According to Shane, there is a large volume of evidence which suggests that many educational e-portfolio implementations are pursuing mainly the me-portfolio route. And yet, today’s technology allows for much segmented e-portfolio customisation, where complex templates are timely introduced to allow learners to collect artefacts more coherently. For those who used PebblePad3, the idea of designing such t-portfolios, might draw parallels with the PebblePad’s ‘Workbook builder’ tool.

In Shane’s vision, t-portfolios are presented as multi-chapter collections, owned by the learner and combining both: the learning content and the personalised online forms. Although the forms are completed and owned by the learner, it is the instructor/designer who retains the ultimate control over the structure of the t-portfolio. Depending on the nature of narrated experiences, t-portfolios can be sub-divided into sub-categories: Process, Project, Placement, Production and Pedagogical.

Closing Comments

This is just a modest sample of what was presented at the event. Between the sessions, the refreshing scent of hot coffee and the noise of involved conversations made the conference area buzzing with activity. Those who preferred solitude would certainly not find it in the poster corner or the exhibitor’s hall, both of which proved to be popular with lunching participants.

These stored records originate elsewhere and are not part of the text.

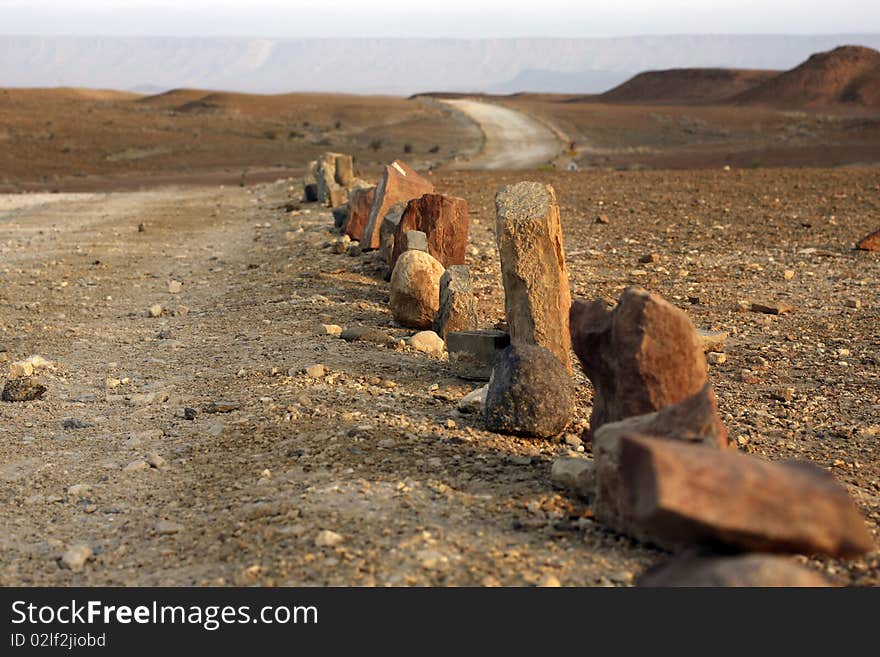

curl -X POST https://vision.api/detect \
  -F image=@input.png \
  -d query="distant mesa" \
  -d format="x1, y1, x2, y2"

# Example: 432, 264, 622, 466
597, 68, 780, 105
735, 46, 880, 107
568, 46, 880, 108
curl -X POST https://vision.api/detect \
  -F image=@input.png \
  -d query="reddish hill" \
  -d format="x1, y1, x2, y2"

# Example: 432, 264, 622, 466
734, 46, 880, 107
600, 68, 779, 104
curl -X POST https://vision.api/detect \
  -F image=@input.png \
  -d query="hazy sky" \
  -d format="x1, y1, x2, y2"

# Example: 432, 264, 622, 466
0, 0, 880, 38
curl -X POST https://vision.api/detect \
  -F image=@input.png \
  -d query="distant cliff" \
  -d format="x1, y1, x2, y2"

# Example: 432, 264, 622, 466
0, 34, 880, 95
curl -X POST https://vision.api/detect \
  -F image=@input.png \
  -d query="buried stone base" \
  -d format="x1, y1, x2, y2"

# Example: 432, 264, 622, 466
636, 554, 829, 587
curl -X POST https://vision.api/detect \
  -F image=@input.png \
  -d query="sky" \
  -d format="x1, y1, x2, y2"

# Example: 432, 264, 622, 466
0, 0, 880, 38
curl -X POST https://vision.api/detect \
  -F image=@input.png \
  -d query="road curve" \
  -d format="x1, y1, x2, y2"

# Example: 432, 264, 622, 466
441, 98, 561, 169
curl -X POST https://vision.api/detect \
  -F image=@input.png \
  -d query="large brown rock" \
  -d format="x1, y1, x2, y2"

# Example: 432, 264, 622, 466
620, 434, 874, 558
345, 187, 376, 242
856, 230, 880, 252
389, 251, 444, 329
429, 266, 480, 340
592, 383, 728, 538
571, 287, 707, 431
391, 194, 468, 269
379, 201, 406, 264
495, 182, 571, 371
636, 554, 830, 588
361, 160, 434, 249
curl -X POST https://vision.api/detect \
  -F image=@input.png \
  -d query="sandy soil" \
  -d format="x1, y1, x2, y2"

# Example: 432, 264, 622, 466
0, 169, 880, 586
441, 99, 561, 170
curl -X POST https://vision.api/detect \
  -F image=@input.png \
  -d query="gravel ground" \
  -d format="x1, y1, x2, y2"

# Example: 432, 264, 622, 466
0, 169, 880, 586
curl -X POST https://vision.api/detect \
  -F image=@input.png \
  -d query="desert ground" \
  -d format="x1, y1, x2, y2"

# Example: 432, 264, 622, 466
0, 72, 880, 586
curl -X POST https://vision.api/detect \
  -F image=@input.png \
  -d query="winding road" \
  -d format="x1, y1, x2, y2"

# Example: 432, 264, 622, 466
441, 98, 561, 169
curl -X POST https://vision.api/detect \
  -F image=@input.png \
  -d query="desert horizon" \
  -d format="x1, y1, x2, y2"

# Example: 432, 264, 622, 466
0, 0, 880, 624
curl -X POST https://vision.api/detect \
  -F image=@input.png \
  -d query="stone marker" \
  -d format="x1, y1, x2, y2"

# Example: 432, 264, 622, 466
315, 153, 355, 208
391, 194, 469, 269
303, 160, 318, 203
329, 185, 348, 208
334, 155, 355, 187
697, 329, 730, 353
571, 287, 707, 432
361, 160, 434, 249
495, 182, 571, 371
379, 201, 406, 264
434, 265, 480, 339
592, 383, 728, 539
389, 251, 444, 329
458, 385, 489, 413
620, 434, 874, 558
344, 187, 376, 242
636, 554, 830, 588
446, 329, 510, 381
483, 344, 574, 438
856, 230, 880, 252
315, 153, 339, 205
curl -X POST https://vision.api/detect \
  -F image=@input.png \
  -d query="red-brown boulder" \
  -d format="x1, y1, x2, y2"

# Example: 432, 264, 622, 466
569, 287, 707, 431
361, 160, 434, 249
391, 194, 468, 269
620, 434, 874, 558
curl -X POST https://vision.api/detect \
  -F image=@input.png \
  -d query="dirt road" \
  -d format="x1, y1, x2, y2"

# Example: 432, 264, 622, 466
443, 99, 561, 169
0, 170, 880, 586
0, 178, 650, 585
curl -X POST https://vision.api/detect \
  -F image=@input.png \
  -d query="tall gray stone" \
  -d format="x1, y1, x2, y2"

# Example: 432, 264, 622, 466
434, 265, 480, 340
484, 344, 574, 438
495, 182, 571, 372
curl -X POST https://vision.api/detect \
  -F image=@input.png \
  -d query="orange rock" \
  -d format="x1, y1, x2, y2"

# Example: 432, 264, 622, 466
620, 434, 874, 558
571, 287, 707, 432
391, 194, 468, 269
361, 160, 434, 249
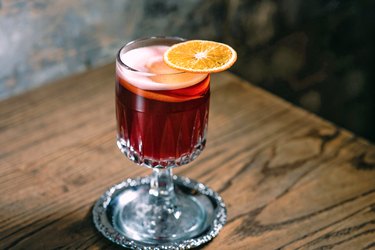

Summing up, eAssessment Scotland is an event that attracts consistently good interest and is well organised. Both JISC and HEA are actively involved, and the event itself provides good networking and sharing opportunities. We would certainly recommend attendance whether you are new to the subject or an old hand, as there is a broad agenda to suit all needs. I expect we’ll be there in force again next year.